Even Francine Dunn, a consultant who will help Kamilos compile the final environmental document for West Park, said the schedule was aggressive, though she also said it could be done.
“I think we’re going to have to lock ourselves up and complete it in a couple of days — do things that are not so traditional,” she told the board.
Under the agreement approved Tuesday, the West Park team must have a draft environmental impact report and a draft specific plan ready by Jan. 31 and have documents prepared for the county staff to review by December.
Kamilos said much of the work on those documents had been done in studies he conducted when his plans had a larger, 4,800-acre footprint.
He also said he was acquiring funding for the project following challenges related to the 2008 collapse of the project’s previous backer, Lehman Bros.
While the investment firm dumped most of its commitments in the bankruptcy process, it retained West Park, preventing Kamilos from seeking funding alternatives but also preventing the project from being funded by the bankrupt company, according to a staff report written by Boggs.

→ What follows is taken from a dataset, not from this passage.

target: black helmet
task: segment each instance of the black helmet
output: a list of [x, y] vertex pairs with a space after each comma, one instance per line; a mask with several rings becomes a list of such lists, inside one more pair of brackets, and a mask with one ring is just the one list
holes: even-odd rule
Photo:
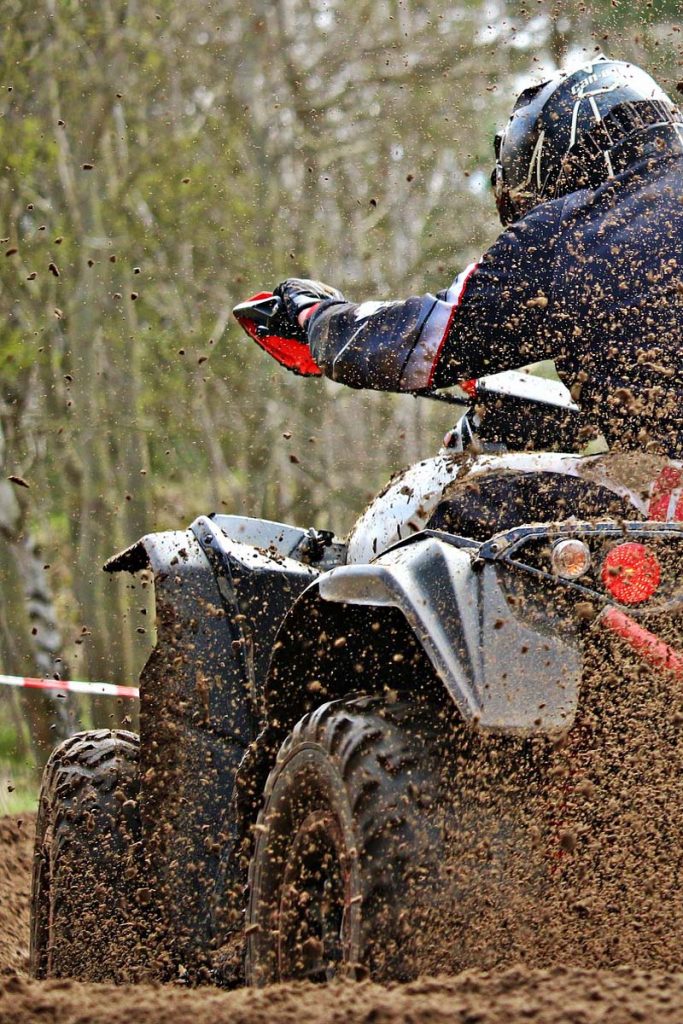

Lehman has since evolved into a legacy management company, in which the remaining creditors will become shareholders. A buyout plan was negotiated in May, and Kamilos’s company will serve as the managing financial partner for West Park, along with new capital partners in the future.
Kamilos told supervisors he had spent $6.5 million on the project, including $3.8 million on environmental studies and $430,000 on a 22-month legal challenge initiated by the city of Patterson. He also faced lawsuits from contractors demanding payment on various projects, including West Park, though he said he was working out those issues.
Kamilos said he was serious about the project and was committed to seeing it through.
“Age wrinkles the skin, but quitting wrinkles the soul,” Kamilos said, slightly varying a quotation of Gen. Douglas MacArthur. “We’re here to say we’re not quitting.”